Un demi-siècle après le début de la phase de régression des acquis, les cheminots travaillant la nuit sont essorés par leurs tours de service, perdent de l’espérance de vie et des années de vie en bonne santé (tout en cotisant autant que les autres travailleurs « de jour » pour une retraite dont ils profiteront mécaniquement moins…) et le travail de nuit atteint ses limites. Les autorités devraient s’en inquiéter ne serait-ce que dans leur recherche initiale d’assurer la sécurité de l’usager·ère des transports publics.
Toutefois, nous constatons clairement que ce n’est pas le cas. Au contraire : en plus d’avoir libéralisé les CFF, elles ont libéralisé l’ensemble des chemins de fer en suivant avec plaisir le mouvement européen. Le mécanicien ou la mécanicienne travaille donc désormais dans une entreprise soumise à concurrence (principalement artificielle, en tout cas dans le trafic voyageurs) et qui ne peut donc plus vraiment offrir des conditions supérieures au minimum légal, sous peine d’être plus chère que ses concurrentes et de perdre le marché. Aucune modification dans les indemnités et l’organisation du travail de nuit n’a été prise dans le sens des travailleurs depuis le changement de millénaire, qui coïncide avec l’apparition des preuves comme quoi le travail de nuit est nuisible à la santé. Un scandale sanitaire.
On l’a compris : le départ de la quatrième phase ne viendra pas de la politique elle-même (aucune amélioration n’a jamais découlé de la volonté parlementaire bourgeoise mais seulement des travailleurs et de leurs revendications). Les syndicats ont donc un rôle à jouer, mais lequel ? On l’a vu, le changement ne peut intervenir qu’en renversant la vapeur au niveau légal : il est temps de s’y atteler. La population et les représentants politiques doivent être alertés encore et encore, jusqu’à ce qu’un changement devienne perceptible.
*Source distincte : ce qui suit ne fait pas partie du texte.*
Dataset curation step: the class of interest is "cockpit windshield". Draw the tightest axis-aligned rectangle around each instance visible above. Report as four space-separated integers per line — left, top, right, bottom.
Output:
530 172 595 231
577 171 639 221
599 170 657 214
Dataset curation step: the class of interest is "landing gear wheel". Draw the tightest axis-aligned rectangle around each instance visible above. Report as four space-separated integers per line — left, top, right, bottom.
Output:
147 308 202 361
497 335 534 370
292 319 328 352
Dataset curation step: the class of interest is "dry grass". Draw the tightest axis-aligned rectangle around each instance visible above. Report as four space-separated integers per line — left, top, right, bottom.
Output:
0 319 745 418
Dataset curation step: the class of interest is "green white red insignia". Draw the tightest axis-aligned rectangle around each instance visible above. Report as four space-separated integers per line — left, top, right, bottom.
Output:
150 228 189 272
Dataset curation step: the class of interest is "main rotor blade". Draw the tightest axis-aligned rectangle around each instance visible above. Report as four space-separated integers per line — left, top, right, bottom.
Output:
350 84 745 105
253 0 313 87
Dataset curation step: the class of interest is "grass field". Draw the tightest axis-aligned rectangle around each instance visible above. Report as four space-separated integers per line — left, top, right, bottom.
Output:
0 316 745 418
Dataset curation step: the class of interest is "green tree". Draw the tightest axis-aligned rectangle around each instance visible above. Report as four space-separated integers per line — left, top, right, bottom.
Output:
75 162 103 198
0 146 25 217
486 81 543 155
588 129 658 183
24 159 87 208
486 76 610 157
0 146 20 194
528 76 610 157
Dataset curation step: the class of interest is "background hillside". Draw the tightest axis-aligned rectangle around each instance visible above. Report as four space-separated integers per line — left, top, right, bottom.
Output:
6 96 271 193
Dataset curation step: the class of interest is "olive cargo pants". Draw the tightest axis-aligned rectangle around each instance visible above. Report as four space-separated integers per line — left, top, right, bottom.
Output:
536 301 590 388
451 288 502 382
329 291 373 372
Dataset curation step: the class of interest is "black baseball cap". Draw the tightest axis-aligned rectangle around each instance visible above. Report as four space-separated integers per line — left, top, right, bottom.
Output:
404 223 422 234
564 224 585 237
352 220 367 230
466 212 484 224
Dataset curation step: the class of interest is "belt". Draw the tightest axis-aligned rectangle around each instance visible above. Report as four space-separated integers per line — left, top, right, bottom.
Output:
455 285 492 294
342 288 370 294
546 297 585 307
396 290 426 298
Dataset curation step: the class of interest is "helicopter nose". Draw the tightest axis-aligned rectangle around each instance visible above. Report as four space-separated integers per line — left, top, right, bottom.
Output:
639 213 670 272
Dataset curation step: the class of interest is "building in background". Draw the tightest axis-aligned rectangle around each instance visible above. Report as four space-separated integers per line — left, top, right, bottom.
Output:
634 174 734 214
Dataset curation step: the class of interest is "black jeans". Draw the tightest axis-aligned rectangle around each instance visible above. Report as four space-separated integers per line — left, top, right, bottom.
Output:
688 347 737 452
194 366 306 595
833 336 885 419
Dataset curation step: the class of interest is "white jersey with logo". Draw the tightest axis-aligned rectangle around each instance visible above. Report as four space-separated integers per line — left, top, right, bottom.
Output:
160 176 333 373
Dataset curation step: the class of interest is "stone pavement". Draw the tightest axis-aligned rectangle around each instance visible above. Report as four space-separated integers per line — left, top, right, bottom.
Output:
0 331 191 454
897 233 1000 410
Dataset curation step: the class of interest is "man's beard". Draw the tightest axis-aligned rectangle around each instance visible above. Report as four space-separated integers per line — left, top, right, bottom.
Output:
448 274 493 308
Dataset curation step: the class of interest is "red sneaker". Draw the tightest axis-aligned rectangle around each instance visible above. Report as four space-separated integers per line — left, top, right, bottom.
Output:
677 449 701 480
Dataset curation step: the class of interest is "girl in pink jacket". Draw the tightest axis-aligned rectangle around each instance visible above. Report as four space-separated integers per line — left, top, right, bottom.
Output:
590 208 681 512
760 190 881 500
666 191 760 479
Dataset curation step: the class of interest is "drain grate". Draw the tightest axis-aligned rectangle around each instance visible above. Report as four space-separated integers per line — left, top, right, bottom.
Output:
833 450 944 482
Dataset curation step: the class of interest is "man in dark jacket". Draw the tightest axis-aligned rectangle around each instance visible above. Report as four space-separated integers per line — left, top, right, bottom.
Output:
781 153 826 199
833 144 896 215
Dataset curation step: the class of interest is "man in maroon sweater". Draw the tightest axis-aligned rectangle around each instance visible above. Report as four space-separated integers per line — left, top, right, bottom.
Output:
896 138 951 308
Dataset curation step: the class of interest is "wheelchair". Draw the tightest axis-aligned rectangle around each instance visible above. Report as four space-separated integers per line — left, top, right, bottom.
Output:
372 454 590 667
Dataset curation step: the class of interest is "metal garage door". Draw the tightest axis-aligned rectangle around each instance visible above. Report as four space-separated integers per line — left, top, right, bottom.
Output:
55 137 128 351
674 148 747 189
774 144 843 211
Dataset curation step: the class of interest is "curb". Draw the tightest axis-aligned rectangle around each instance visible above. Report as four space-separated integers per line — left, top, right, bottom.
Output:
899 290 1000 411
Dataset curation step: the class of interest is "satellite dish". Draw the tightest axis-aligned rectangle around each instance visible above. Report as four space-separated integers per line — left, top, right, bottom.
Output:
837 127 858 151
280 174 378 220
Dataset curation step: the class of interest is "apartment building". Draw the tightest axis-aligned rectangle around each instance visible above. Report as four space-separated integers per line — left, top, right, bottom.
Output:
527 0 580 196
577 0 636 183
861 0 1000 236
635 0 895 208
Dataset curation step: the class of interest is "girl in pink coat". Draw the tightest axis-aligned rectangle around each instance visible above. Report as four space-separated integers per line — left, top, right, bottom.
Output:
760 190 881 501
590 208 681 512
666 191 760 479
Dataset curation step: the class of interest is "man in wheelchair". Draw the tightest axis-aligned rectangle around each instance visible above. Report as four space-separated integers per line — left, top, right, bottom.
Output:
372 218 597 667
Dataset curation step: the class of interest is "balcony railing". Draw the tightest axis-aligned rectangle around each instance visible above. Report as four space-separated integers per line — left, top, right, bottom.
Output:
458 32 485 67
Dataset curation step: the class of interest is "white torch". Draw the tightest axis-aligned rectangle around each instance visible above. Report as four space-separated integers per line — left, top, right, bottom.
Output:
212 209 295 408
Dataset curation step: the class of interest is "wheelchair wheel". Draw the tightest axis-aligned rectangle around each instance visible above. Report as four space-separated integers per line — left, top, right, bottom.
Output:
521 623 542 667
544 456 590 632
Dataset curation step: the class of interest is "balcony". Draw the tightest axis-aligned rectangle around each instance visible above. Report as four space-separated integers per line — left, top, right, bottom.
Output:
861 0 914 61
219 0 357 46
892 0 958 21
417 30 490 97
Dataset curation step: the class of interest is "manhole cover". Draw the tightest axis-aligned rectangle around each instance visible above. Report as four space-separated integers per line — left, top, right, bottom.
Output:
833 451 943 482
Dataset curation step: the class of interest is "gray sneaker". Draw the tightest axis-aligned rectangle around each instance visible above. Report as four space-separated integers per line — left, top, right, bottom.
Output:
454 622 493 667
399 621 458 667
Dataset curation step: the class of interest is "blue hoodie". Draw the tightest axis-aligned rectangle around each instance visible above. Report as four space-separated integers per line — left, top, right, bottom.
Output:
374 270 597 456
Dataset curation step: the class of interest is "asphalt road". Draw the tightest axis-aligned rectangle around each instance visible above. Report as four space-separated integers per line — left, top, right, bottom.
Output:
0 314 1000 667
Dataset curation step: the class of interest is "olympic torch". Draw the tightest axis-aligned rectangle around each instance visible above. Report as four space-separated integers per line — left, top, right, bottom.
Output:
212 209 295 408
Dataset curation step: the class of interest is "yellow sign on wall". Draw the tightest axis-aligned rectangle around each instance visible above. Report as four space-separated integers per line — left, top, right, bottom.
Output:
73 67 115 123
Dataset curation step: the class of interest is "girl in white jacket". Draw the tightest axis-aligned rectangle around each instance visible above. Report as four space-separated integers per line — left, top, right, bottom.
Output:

La situation pour le personnel par rapport au travail de nuit est grave mais pas désespérée. Suffisamment grave pour encourager les syndicats à se pencher de manière approfondie sur la thématique. Suffisamment aussi pour conduire aussi à remettre en question des principes fondamentaux qui sont actuellement trop gravés dans le marbre, comme la paix du travail ? Rien n’est moins sûr pour le moment. A l’époque, seule la grève avait permis des améliorations notables des conditions de travail. Les syndicats sauront-ils trouver une nouvelle manière de faire pression, ou faut-il revenir aux « bonnes vieilles méthodes » ? Poser la question est peut-être commencer à donner la réponse. En tout cas, quelque soit la solution choisie, le statu quo n’est plus tenable pour les employés qui souffrent.
[1] Groupe 2A : les agents cités sont probablement cancérogènes pour l’homme. Le classement d’un agent dans cette catégorie est préconisé s’il n’existe pas de preuve formelle de cancérogénicité chez l’homme, mais des indices concordants de sa cancérogénicité pour l’homme et des preuves suffisantes de cancérogénicité expérimentale chez les animaux de laboratoire.